Food in Cuba: The Pursuit of a Decent Meal, by Hanna Garth (Stanford: Stanford University Press, 2020).
Reviewed by Maggie Dickinson, Guttman Community College – CUNY
Hanna Garth’s ethnography, Food in Cuba: The Pursuit of a Decent Meal, opens with the story of Amalia, a Cuban woman living in Santiago de Cuba searching for fresh corn to make hallacas, a traditional Cuban dish similar to tamales. Garth traces Amalia’s attempts to locate the corn, crossing back and forth across the city to various vendors. Amalia’s fruitless attempts to locate the main ingredient for this traditional dish, her frustration, and her nostalgia open up a window into what Garth terms the politics of adequacy.
Food in Cuba asks new questions about the social, emotional and political dimensions of food security. Looking closely at food acquisition strategies in a country where socialist welfare programs have eliminated hunger, Garth uncovers the time, effort and energy Cubans exert to put a decent meal on the table in a strained post-Soviet food system. The effort that Cubans put forth to obtain the makings of traditional Cuban meals speaks to the importance of food in the maintenance of social relations within the household and for what it means to be Cuban. In doing so, she expands our understanding of food security, showing that it must mean more than simply access to sufficient nutrients for survival. Instead, her focus on the politics of adequacy points our attention to food systems—the systems of provisioning that people access in order to procure the food they need for their households. Garth proposes a set of questions that are not just about the right to food, but also the right to meaningful food – something that is increasingly challenging in Cuba and elsewhere given the expansion of a globalized food system.
Garth’s method of “deep hanging out” is at the heart of her detailed accounts of how relations of race, class, gender and sexuality affect food acquisition. She spent twelve to eighteen hours a day, over a span of three weeks to a month each, with twenty-two different families living in Santiago de Cuba, Cuba’s second largest city. Her theoretical work is driven by and derived from detailed descriptions of everyday life—the mundane struggles to put together a meal, borne largely by women.

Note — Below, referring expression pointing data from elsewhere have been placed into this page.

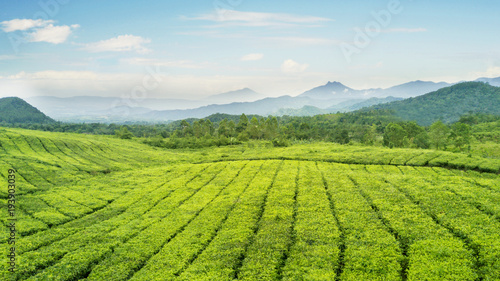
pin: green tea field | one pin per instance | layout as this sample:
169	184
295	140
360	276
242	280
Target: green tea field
101	208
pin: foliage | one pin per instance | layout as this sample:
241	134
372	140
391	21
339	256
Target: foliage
16	110
103	208
448	104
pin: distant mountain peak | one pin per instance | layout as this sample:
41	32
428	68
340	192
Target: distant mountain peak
16	110
242	95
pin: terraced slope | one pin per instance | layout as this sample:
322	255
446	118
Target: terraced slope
97	208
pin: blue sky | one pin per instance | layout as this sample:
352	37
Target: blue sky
193	49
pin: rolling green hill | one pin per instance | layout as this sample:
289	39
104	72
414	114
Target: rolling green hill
101	208
16	110
448	104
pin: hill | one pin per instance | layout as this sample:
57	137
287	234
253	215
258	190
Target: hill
447	104
16	110
243	95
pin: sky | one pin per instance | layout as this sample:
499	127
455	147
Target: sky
196	48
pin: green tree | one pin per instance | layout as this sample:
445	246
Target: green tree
254	128
460	135
242	124
223	130
394	135
438	134
124	133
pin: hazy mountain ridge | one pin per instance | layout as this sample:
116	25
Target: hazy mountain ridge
447	104
16	110
328	98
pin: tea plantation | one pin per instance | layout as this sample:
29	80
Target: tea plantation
100	208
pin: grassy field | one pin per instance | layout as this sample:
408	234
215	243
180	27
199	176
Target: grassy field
99	208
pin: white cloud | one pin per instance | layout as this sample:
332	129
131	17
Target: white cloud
40	30
404	30
491	72
167	63
252	57
259	19
302	40
122	43
290	66
23	24
52	34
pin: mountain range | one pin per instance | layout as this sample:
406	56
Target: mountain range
328	98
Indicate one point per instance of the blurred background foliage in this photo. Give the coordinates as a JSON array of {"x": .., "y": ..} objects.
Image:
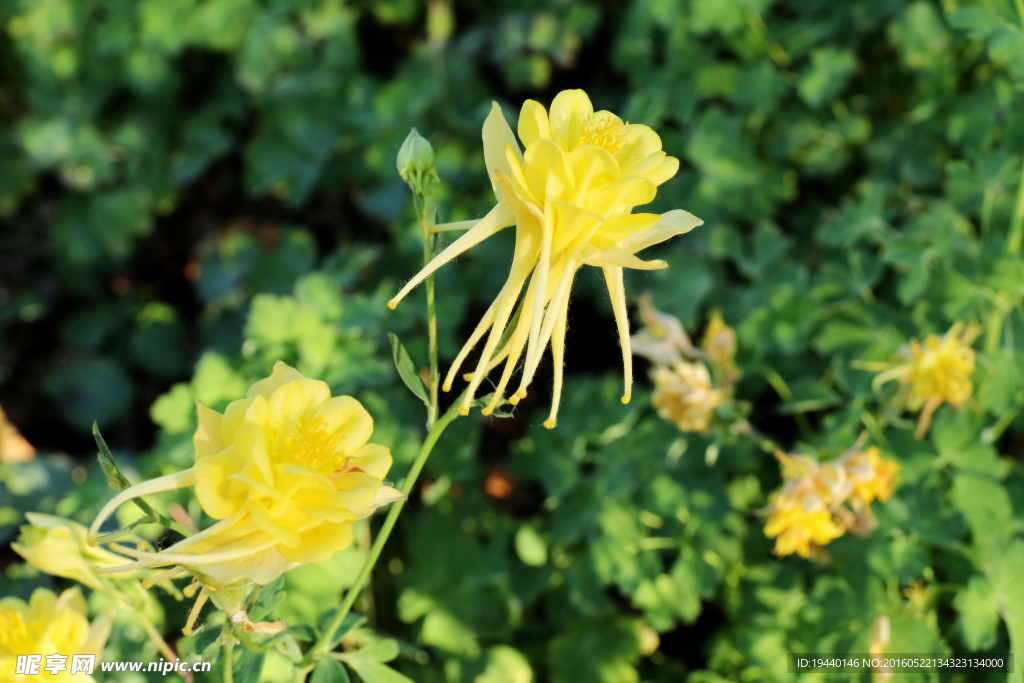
[{"x": 192, "y": 189}]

Her methodical descriptions of daily eating and shopping habits bring to life, in particular, the specific ways that darker-skinned Cubans and lower income Cubans struggle eat well.

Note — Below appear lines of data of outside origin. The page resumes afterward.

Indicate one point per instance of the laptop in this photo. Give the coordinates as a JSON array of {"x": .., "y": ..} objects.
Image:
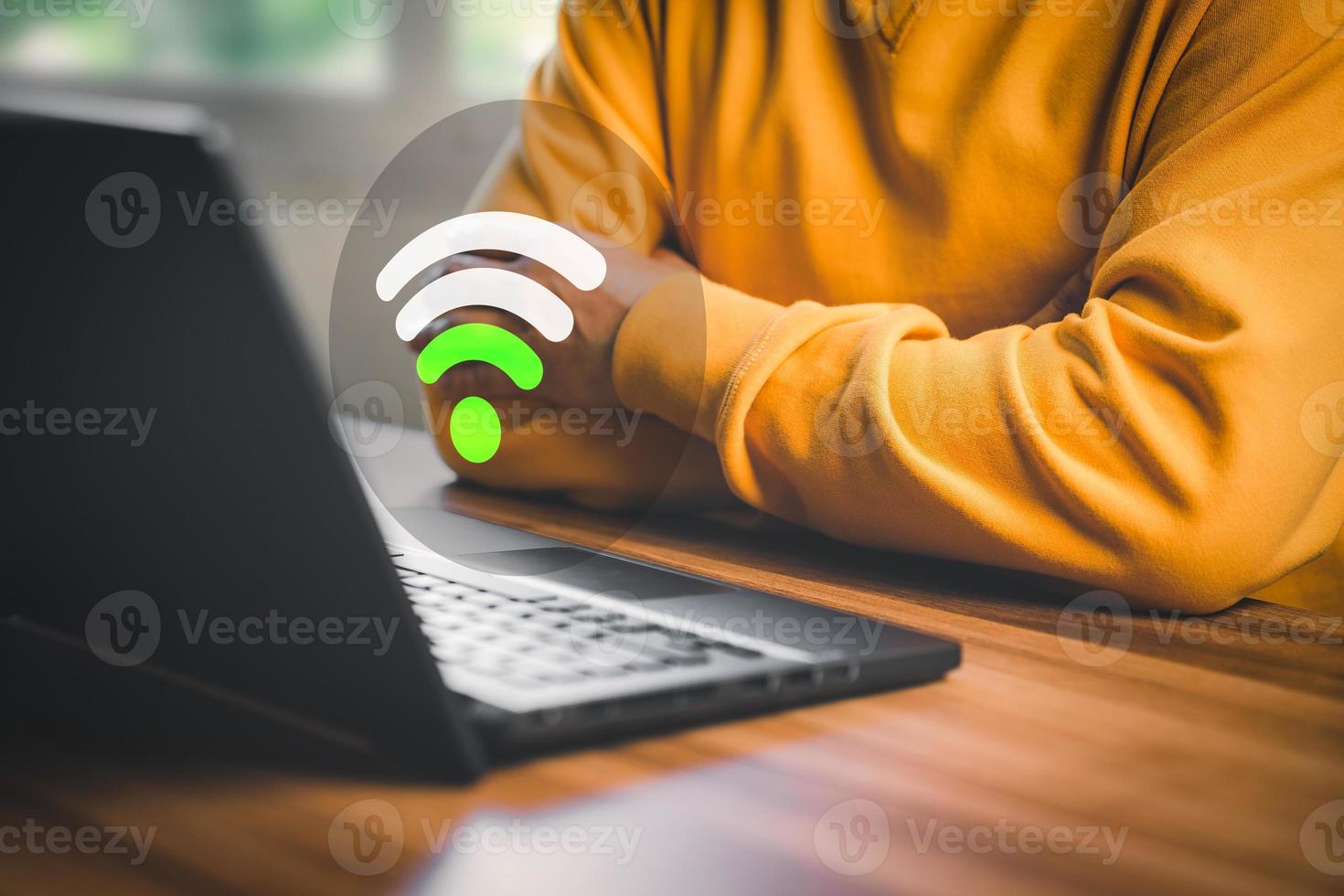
[{"x": 175, "y": 504}]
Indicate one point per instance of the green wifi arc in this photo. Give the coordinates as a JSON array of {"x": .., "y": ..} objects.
[{"x": 474, "y": 426}]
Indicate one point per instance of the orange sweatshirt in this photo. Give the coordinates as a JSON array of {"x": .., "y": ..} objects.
[{"x": 929, "y": 324}]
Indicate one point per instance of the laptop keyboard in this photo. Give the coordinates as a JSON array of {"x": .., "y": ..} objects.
[{"x": 548, "y": 640}]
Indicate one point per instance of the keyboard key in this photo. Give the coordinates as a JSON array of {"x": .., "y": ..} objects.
[
  {"x": 425, "y": 598},
  {"x": 742, "y": 653}
]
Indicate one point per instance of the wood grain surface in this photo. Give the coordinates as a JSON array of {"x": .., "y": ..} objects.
[{"x": 1161, "y": 755}]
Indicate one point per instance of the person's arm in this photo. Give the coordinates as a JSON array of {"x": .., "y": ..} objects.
[
  {"x": 601, "y": 69},
  {"x": 1153, "y": 443}
]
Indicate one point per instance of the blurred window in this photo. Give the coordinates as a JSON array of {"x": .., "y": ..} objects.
[
  {"x": 263, "y": 43},
  {"x": 494, "y": 45}
]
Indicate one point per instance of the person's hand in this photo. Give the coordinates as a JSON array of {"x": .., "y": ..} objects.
[{"x": 578, "y": 369}]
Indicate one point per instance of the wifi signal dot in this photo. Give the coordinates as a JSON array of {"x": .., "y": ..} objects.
[{"x": 475, "y": 429}]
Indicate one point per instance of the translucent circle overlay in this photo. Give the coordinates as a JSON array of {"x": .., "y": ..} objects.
[{"x": 568, "y": 168}]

The ration system, established in Cuba during the 1960s, ensures that all Cubans have access to basic necessities at no cost, but these rations cannot provide all the ingredients for a decent meal and do not fully provision a household. In the wake of the Special Period, following the collapse of the Soviet Union, access to consumer goods and basic foods has become far more challenging for Cubans. Darker-skinned Cubans, who must cope with the added stress of racial discrimination in their daily quests for food, and lower-income Cubans, who do not have access to the resources to purchase food on the black market or through other channels, make do with lower quality foods that often do not fulfill cultural expectations of a decent Cuban meal. Further, Garth follows queer households, who struggle because they do not have the same kind of social and familial networks that are so important for food acquisition and provisioning.
What emerges is a picture of meal-making that is deeply social. Garth demonstrates that food acquisition and eating are embodied forms of political subject-making. Struggles to make a proper Cuban meal evoke a strongly held national identity, first formed in the independence period. Garth sets the everyday struggles to produce a proper Cuban meal in historical context through the nostalgic reflections of the people she spends time with. Many of them experienced the Socialist revolution as a period of abundance. This collective alimentary abundance was an important aspect of the development of a shared commitment to socialist principles and the socialist project.
The Special Period and its aftermath have produced a fraught relationship between Cubans, the dinner table, and the state—a state which can no longer provide enough of the kinds of food people need to eat in ways that they feel are proper. Documenting the emergence of reliance on black market foods, sometimes pilfered from the state, Garth teases out the complicated relationships Cubans have to the fraying social safety net and how this affects what it means to be Cuban. Perhaps unsurprisingly, women have shouldered the bulk of these transitions, intensifying their labors of food acquisition and preparation that they see as central to maintaining desired social relationships within the Cuban household.
Increasingly, Cubans rely on social networks to fill the gaps. Many worry that this undermines the socialist ideal of the “New Man”—a person who “curtails individual desires for the needs of the collective” (p. 26). These transitions are deeply felt by the people Garth writes about. In the final chapters, she powerfully illustrates how breakdowns in the food system manifest as social and emotional breakdowns among Santiagueros who see no end to the daily struggles they face.
By turning our attention to food acquisition, Garth’s ethnography raises new questions about the kind of systems that people rely upon to produce enough or sufficient food. Cubans remain committed to the socialist project of ensuring that no one goes hungry. And yet, Cuba’s position in the global capitalist food economy has strained that project in ways that are shifting social relations in Cuban households and communities. Garth demonstrates how diverse people access these systems differently, as they each attempt to uphold and enact a Cuban identity rooted in food and eating habits. In doing so, she asks us to consider the full breadth of the needs and desires of Cubans – not just for enough food, but for food that has and creates meaning for them.